Dengan membolehkan kekerasan dalam menindak "alirat sesat" maka ulama yang mengaku pewaris Nabi telah menobatkan dirinya setara dengan Nabi. Padahal nabi dan Rasul saja tidak diberi otoritas oleh Allah untuk menghukumi iman yang berbeda. Rasul diutus untuk memberikan kabar gembira kepada umat manusia, bukan malah menyampaikan berita penghakiman. Kita bisa mengeceknya dalam Alquran surat al-An’am: 48, dan al-Ahzab: 45. Begitulah yang terjadi pada Nabi Idris, Musa, Daud, Sulaiman, dan Muhammad. Ulama harusnya bisa meneladani peran ini.

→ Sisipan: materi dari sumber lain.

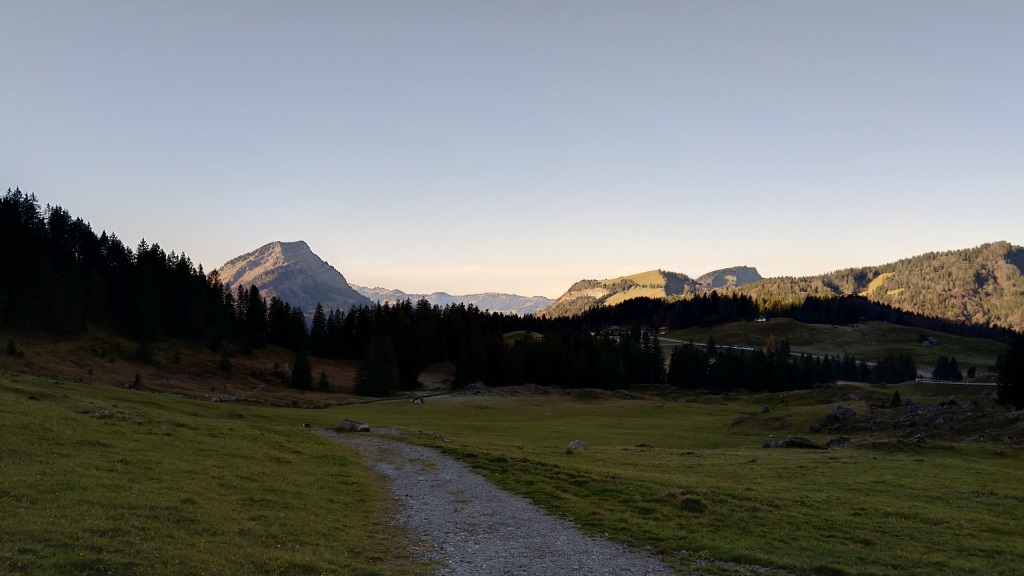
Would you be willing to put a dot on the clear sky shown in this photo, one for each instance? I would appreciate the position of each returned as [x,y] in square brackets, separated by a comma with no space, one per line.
[517,147]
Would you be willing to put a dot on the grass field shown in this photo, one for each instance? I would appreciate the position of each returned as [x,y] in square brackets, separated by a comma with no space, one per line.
[689,481]
[99,480]
[869,341]
[103,481]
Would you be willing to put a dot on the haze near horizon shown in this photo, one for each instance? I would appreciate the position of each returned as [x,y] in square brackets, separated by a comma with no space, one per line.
[517,148]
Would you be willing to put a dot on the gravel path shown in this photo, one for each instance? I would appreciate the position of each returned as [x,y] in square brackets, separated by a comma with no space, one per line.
[472,527]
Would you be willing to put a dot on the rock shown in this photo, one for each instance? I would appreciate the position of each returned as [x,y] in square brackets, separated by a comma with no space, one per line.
[833,419]
[839,442]
[794,442]
[347,424]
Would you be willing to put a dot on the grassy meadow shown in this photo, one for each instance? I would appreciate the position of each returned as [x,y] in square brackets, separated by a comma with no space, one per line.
[690,481]
[100,480]
[869,341]
[104,481]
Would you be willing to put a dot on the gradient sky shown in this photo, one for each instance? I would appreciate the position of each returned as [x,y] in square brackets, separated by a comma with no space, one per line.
[518,147]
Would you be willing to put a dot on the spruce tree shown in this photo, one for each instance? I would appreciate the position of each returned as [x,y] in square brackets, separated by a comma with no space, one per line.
[302,371]
[1011,385]
[378,373]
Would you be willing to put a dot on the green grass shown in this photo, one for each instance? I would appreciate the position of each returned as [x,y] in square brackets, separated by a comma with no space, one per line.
[692,477]
[107,481]
[869,341]
[103,481]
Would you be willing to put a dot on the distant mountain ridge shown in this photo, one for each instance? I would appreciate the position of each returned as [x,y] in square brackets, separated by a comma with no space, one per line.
[982,285]
[653,284]
[294,274]
[500,302]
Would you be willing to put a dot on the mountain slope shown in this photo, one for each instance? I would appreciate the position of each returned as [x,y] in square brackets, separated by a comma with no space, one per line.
[982,285]
[505,303]
[294,274]
[652,284]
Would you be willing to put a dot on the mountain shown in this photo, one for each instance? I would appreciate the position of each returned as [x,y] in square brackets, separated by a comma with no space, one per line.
[653,284]
[982,285]
[506,303]
[294,274]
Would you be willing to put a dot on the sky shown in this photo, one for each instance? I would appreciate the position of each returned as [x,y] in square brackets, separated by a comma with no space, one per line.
[518,147]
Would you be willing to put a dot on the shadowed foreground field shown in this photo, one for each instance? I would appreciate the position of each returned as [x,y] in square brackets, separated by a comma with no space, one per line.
[107,481]
[104,481]
[690,481]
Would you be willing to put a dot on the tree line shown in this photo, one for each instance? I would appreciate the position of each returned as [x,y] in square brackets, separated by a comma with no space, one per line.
[60,277]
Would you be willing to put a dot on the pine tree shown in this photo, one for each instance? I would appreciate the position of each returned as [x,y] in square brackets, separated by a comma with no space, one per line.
[317,332]
[1011,364]
[378,373]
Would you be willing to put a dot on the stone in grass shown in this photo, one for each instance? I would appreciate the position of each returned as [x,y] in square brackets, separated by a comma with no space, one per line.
[839,442]
[347,424]
[794,442]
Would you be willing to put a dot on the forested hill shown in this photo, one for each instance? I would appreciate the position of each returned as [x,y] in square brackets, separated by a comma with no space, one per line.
[654,284]
[982,285]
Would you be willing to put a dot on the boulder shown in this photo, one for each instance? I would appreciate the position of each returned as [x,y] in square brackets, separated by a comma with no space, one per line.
[834,419]
[347,424]
[839,442]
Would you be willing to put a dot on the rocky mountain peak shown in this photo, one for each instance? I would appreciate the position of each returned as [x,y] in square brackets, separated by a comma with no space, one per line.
[294,274]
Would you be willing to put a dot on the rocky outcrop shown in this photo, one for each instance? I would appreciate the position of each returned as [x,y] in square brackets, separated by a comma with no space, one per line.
[294,274]
[834,420]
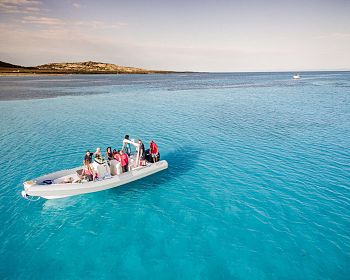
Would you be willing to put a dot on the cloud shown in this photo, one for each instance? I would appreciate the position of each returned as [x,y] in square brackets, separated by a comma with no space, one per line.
[43,20]
[71,24]
[19,6]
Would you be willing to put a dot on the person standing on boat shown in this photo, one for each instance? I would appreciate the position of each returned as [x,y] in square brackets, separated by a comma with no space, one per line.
[109,153]
[154,150]
[141,151]
[126,146]
[124,161]
[88,171]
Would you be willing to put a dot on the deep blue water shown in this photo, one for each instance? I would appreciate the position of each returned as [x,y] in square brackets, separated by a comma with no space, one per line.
[258,185]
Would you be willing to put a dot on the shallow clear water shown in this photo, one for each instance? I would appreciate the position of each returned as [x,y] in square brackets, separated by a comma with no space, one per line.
[258,185]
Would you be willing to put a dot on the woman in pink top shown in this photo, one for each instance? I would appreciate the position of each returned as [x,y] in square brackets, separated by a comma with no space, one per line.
[124,161]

Menyampaikan berita gembira berarti berdakwah. Berdakwah berarti mengajak menuju tauhid. Tak lagi menyembah berhala, manusia, maupun menghambakan diri pada materi dan jabatan. Begitupun mengajak ibadah sebagai implementasi tauhid. Menghakimi dan menghukumi berada di luar wilayah dakwah. Pengalaman Islam Madinah menunjukkan, konsep negara di dalam Islam adalah sekuler atau netral agama. Warga negara berhak mendapat perlakuan sama berlandaskan kewarganegaraan, bukan agama dan kepercayaan. Hanya Tuhan yang berhak bicara hukum Tuhan lewat perantara Nabi-Nya. Nabi pun mendapat kawalan dan teguran langsung dari Tuhan.
Dalam Surat Shad, Nabi Daud mendapat teguran langsung dari Allah. Nabi Muhammad sering juga mendapat teguran, seperti dalam Al-Anfal: 67. Setelah Nabi Muhammad meninggal, tak seorang pun berhak bicara atas nama hukum Tuhan. Hukum Tuhan, menurut al-Asymawi, diserahkan saja pada masyarakat untuk mengatur diri mereka menuju kebaikan dan kemajuan (at-taqaddum wat taraqqi). Karena kenabian tak pernah diwariskan (nahnu la naritsu wala nuratsu), maka pendapat dan tindakan siapa pun bisa dikritik. Orang selain Nabi tidak pernah mendapatkan teguran langsung dari Tuhan. Karena itu, pendapat dan tindakan MUI bisa pula dikritik dan disalahkan. Siapapun yang mengatasnamakan Tuhan saat ini, tak lain hendak menancapkan kesan sakral dan maksum pada diri mereka.
Pernyataan Wapres Jusuf Kalla relevan dijadikan koreksi oleh MUI. Ia mengajak ulama untuk introspeksi diri dan mengkaji kesalahan dakwah yang mereka lakukan. Ia juga mengingatkan, “Kita harus lihat di mana letak dakwah ajaran dan kesalahan ajaran ini, dibahas dan kemudian diluruskan. Kita jangan menghindari persoalan, jangan sampai nanti muncul paham Islam memakai kekuasaan untuk dakwah.”
Akhirnya marilah kita sama-sama introspeksi dan mengambil hikmah. Munculnya aliran sesat pasti lahir bukan di ruang hampa, tapi ia lahir di saat para pemuka agama asyik dengan dirinya sendiri. Mereka kehilangan cahaya, sehingga tertarik kepada sosok yang berani membebaskan mereka dari kungkungan kegelapan. Atau jangan-jangan ulama kita pun sama sedang dirundung kegelapan dunia sehingga tak ada waktu mengkaji kitab kuning dan kehilangan kesempatan belajar. Jangan-jangan ulama kita sedang mengalami "kejumudan ijtihad" karena sibuk melayani orderan politik, sehingga gampang memberikan fatwa yang membahayakan.Wallahu 'alam.***
Penulis, staf pengajar Agama Islam di Universitas Galuh Ciamis. Kini tercatat sebagai mahasiswa pascasarjana Magister Ilmu Lingkungan di Unsoed Purwokerto.